15 years in life with disabled child has settled down somewhat – to a predictable routine and with regular respite life is good. It is a hard slog – something that respite puts into perspective when it is marvellously easy to do this and that with the girls.
He is happy and his frustrations are minor. It is relatively straightforward to cater to his needs and wants. He is demanding like toddler – but get it right and life is smooth. Though “transition to adult services” will be the next big hurdle in terms of decisions and no doubt heartache...
But getting to know two families recently has thrust me back into the early days... remembering and reliving the unknown and the traumatic times. With a child struggling to make sense of their world and parents and professionals struggling to make sense of him. Deep in the valley of a new and scary world...Losing friends. Not fitting into the “norm”.
But gaining new ones - who understood. Gradually finding a way up to the sunny slopes above... the search to make sense of it all.

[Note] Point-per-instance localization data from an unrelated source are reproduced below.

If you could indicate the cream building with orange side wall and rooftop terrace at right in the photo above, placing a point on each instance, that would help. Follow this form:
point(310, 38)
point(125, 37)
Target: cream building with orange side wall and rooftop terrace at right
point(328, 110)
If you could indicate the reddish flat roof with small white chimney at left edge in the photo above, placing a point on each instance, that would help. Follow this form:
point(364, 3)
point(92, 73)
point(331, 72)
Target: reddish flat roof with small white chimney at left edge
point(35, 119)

One family has a five year old with undiagnosed probably genetic disorder. He has come a long way in last two years and gives lovely smiles but when round theirs one day he very neatly reminded me of the times over the years that Ix has smeared poo - the completely oblivious look on his face “so?” and the struggle to clean up. Also the many months Ix had undiagnosed constipation and horrendous overflow – poor boy. We recently went out on a lovely day out to local farm, with Ix at respite and older siblings on the trip there were many helping hands and he seemed to really enjoy the day.

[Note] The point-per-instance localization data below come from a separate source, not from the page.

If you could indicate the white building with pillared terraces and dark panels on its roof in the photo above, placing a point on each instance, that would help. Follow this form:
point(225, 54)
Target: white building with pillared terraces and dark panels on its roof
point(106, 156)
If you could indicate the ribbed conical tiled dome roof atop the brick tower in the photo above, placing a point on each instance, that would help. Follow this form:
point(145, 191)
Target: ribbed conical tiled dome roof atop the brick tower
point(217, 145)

Another family, a work colleague, has a three year old with Williams syndrome, another microdeletion. She is a beautiful little girl, friendly and sweet. But not talking, yet. The unknown of where she will be on the spectrum of her syndrome.... Their search for the right therapy and coming to terms with the fact that this was “not what we signed up for”.
Welcome to Holland indeed but they sure feel like it is Beirut. Though progress recently has seen a glimpse of light thru the fog...we went with S. to a kids rock show. Ix settled with his ipad and later enjoyed the music. S was scared at first and it looked like it could be a disaster...one of those “tried but failed” opportunities...and yet... gradually, she warmed to the rhythm and at the end was dancing on the stage with the other small people. It was lovely to see.
“You are the only person apart from X who knows she has problems..”
I remember that. Colleagues asking : “how’s the baby?” “is he walking yet? Talking yet? “and finding it so hard to say “well no. He isn’t. “
“Coming out” of the disabled closet and saying yes, my son has special needs. Yes he is disabled. And no he isn’t going to get over it like your cousin’s in-laws sister’s best friend’s child who didn’t say word til they were five but now is doing PPE at Oxford.... Shocking a group of parents worried their “neurotypical” child might not get into their first choice of primary school “well it is a different ball game for me anyway, my son will be going to the special school”. “oh, yes. Moving swiftly on...”
And - finding support .
On the internet. People in UK, in America, all over.... with similar undiagnosed children.
I had so naively thought that you only had to worry about Down syndrome! After all, that was what the doctor was worried about when early scans were dubious...
These people became my friends... still are.
Then real life meet ups – people who belonged to the club.
And I turned to books. I have always read.
"What to expect the first year" quickly found its way to the charity shop. My son merited more than a slight reference to the non-typical children in the few pages in one chapter at the back of the book, surely??
Now I turned to the books with the cured-by-diet/special programme/horses/dogs: these I threw out, frustrated. I enjoyed some saccharin chick-lit biographies in a fluffy kind of way but they promised a happy ending which consisted of a cure or a non verbal child talking or other miracle. Somehow I was seeing this was not going to happen...surely the ending did not have to only mean "cured"?
I devoured Greenspan (floor time, makes sense); the out of synch child (sensory issues, makes sense);
I found a cheap copy of The Hypotonic Child which showed Ix to a t.
Special children, challenged parents – the stages of grief; makes sense...
And two biographies which didn’t seek to sugar coat or suggest my child with the right love/care/therapy would change to “normal”:
Growing Up Severely Autistic: They Call Me Gabriel by Kate Rankin told me that life would go on, and I wasn’t alone in having a child with severe and complex needs.
And Jane Gregory’s Bringing up a Challenging Child at Home: When Love is Not Enough too showed the challenges of a complex child without sugar coating. And that if decisions had to made about residential placements – well it could be for the best, for the child...
I was so thrilled to “meet” Jane online recently!
Later, with an autism diagnosis I again threw out the “cure” books and leaned towards reality:
George and Sam by Charlotte Moore (the 2007 first edition - but read the 2012 version) and
Joe: The Only Boy in the World by Michael Blastland which explained theory of mind and the logical thinking of a child with autism (when you say to an autistic child look! And he looks at your pointed finger – rather than the object you pointing too –well it makes sense...) better than any text book.
oh and Expecting Adam - love this book
Above all the connections with people – in real life and online who have helped along this journey.